Put simply, many of us, in ageing western societies, fear that we face being ‘swamped’ by a tsunami wave of poor and needy people of darker skin hue. In fact, there is a bulge in the numbers of middle income people in many — if not most — of these societies where a maturing of the population is also underway.

He pointed, in particular, to teeming Bangladesh, a Muslim country where the authorities, both secular and religious, have overseen a dramatic drop in both child mortality and family size along with a surge in female participation in education.In Vietnam, life expectancy and family size by 2003 equated with that prevailing in 1974 in the US.

The message is that demographic convergence is underway across most of the planet — with certain exceptions, mainly in rural Africa.

Rosling presented his ideas in more detail in 2013 in a BBC documentary called ‘Overpopulated.’

He began the lecture that kicked off the programme in his usual style : “I’m Hans Rosling, I’m a statistician. Please don’t switch off !”

He used slick graphics and lego bricks to make his points. The presenter soon left the BBC studio for the field and Bangladesh where he meets up with the Khan family, a young couple with two daughters who are upwardly mobile.

Mother, Taslima works for the government family planning agency which has people in every village going door-to-door spreading the message of contraception and healthy fertility. Her schoolgirl daughter, Tangima aims to qualify as a doctor or engineer. She does not want to marry at 17 like her mother, planning instead to wait until she had qualified in her profession. The family are not atypical. The average number of children per family halved from five in 1963 to 2.5 in 2013. It is still decreasing.

Rosling pointed to high levels of child mortality as a key factor in large family sizes. Falling mortality stimulates population growth in the short term, but contributes greatly to longer term declines in fertility along with the spread of education.

The programme presenter returned to Mozambique to the region where he once worked. The country remains very poor yet Rosling can point to an “amazing transformation”.

Back in 1975, he was one of two doctors serving 300,000 people in a run-down clinic.

This has been replaced by a hospital with 15 doctors, including eleven Mozambique citizens. There are well equipped operating rooms,a laboratory and a 24-hour pharmacy. Caesarian sections are regularly performed. Rosling visited Andrea and Olivia, a farmer and his wife with eight children.
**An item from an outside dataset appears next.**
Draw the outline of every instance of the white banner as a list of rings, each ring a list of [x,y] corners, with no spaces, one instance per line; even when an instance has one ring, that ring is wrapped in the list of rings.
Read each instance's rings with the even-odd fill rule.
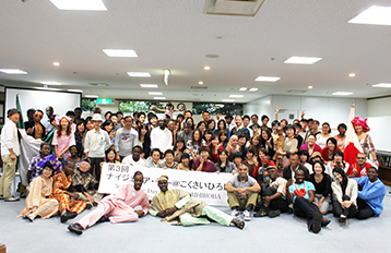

The couple rise at 4am, walking miles to get water. Andrea says : “I plant all kinds of crops but still don’t earn enough to feed my children.”
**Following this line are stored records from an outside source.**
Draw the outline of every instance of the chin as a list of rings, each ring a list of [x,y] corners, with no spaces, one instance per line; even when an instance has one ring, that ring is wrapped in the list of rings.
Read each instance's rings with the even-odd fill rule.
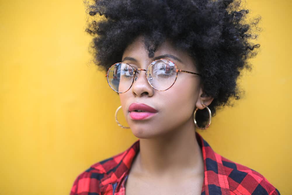
[[[139,139],[150,139],[159,136],[157,132],[154,131],[153,128],[141,126],[133,125],[131,127],[132,133],[136,137]]]

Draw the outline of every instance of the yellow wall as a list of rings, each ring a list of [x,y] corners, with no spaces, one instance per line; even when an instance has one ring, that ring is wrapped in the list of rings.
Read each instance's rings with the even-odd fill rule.
[[[247,1],[263,31],[245,96],[199,132],[289,194],[291,3]],[[0,1],[1,194],[68,194],[78,174],[136,139],[116,125],[119,97],[88,63],[83,1]]]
But the family are clawing their way out of abject poverty. A new roof has been put on the house. Andrea brings his crops to market, the couple having weighed them first so that they won’t be short-changed by the middleman. The plan is to earn enough so that they can buy a bike. This goal is achieved.

Andrea’s new bike will cut hours of drudgery off their day. He rides home in less than an hour — the walk to the market took several.

Rosling returned to the studio, quizzing his audience on their perceptions of literacy levels in Mozambique. Thirty eight per cent say that it is 40%, 43% say that it is 60%. Most British respondents would conclude, in fact, that the rate is far lower than that.

The rate, in fact, has reached 80%. Rosling’s message is that we need to challenge our downbeat perceptions of life in places like Africa while recognising the enormous challenges still faced by the continent.

Of course, this sunny view can itself be challenged. Religious extremism, antediluvian attitudes to family planning and agriculture, the very present threat of climate change, armed gangs and corrupt elites. These factors remain.

However, Rosling provided an antidote to the counsels of despair that fill the airwaves and he belonged to a line of skilled communicators, including for example the doughty Canadian economist JK Galbraith, who managed to bring their subject alive, shining light on complex subjects.